= Eliza Aria =

2003 operatic vocalise

Sheet music

Eliza Aria is an operatic vocalise from the 2003 ballet Wild Swans, composed by Elena Kats-Chernin. The piece was first recorded by soprano Jane Sheldon and the Tasmanian Symphony Orchestra, and released on the ABC Classics label.

This recording was subsequently used in a series of television and cinema advertisements for British bank Lloyds under the tagline "For the journey", launched in January 2007. The adverts were created by agency Rainey Kelly Campbell Roalfe Y&R, and feature animations by Studio AKA. Following the initial minute-long advert, further 30-second instalments were aired.

It began to receive radio airplay in December 2007. In April 2010, research undertaken by PRS for Music revealed that the song is the third most performed in UK television advertising.

Following the success of the advertisements, the recording of the suite was re-issued by ABC Classics with a new cover depicting a scene from the advert and from 2011 onwards has been used as the theme music for the ABC Radio National programme Late Night Live, replacing another piece of hers, the ragtime "Russian Rag".
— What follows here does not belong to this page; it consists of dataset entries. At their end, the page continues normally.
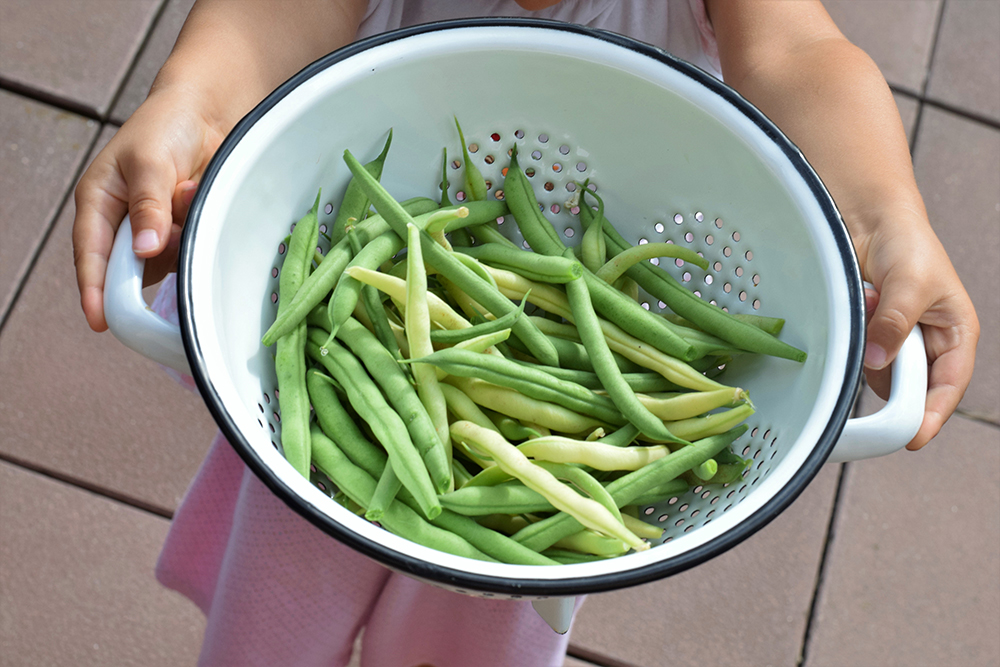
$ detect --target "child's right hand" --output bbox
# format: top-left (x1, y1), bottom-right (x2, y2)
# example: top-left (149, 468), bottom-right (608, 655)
top-left (73, 86), bottom-right (226, 332)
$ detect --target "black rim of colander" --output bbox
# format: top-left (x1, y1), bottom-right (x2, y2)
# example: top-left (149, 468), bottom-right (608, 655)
top-left (179, 18), bottom-right (865, 598)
At the conclusion of the 2018 Commonwealth Games at the Gold Coast, Queensland, Australia, Australian soprano Greta Bradman and boy treble Luke Harrison, supported by the Queensland Ballet and guitarist Karin Schaupp, performed "Eliza Aria" during the lowering and handover of the Commonwealth Federation flag from the 2018 Commonwealth Games to the 2022 Commonwealth Games in Birmingham, England.